More Australians are going hungry now than at any other time in recent history, according to food charities struggling to help people as the donations they rely on plummet, The Age reports.
Demand for the services of some food relief charities has surged by up to sixfold in the past month as half the nation’s businesses either cut jobs or reduce hours. Meanwhile, donations from supermarkets and other businesses that usually give in bulk have dried up, charities say, as those companies work to keep their own shelves stocked with essential items following a wave of panic buying.

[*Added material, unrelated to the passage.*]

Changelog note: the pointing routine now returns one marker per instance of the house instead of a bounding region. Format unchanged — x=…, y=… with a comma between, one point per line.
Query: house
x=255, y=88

Droves of international students formed a 200-metre queue at a food bank in Southbank on Easter Sunday, and food relief centres have opened in the outer suburbs and regions to serve new cohorts of the community in economic distress.
Perversely, the pandemic that spawned the financial crisis is hampering charities’ ability to give to the needy.
Supermarkets have been buying greater amounts from suppliers and selling more to consumers, reducing the amount of surplus food and lowering donations to charities like Foodbank by 25 per cent.
More than 20 Victorian organisations offering food relief have shut their doors due to a lack of volunteers as people stay home, and charities that previously welcomed vulnerable people into communal food halls have been forced to distribute food in hampers from their front doors.
Younger women who make up a large proportion of the badly-affected retail, food and accommodation sectors – have been requiring emergency food packages at an alarming level, according to three inner-city charities.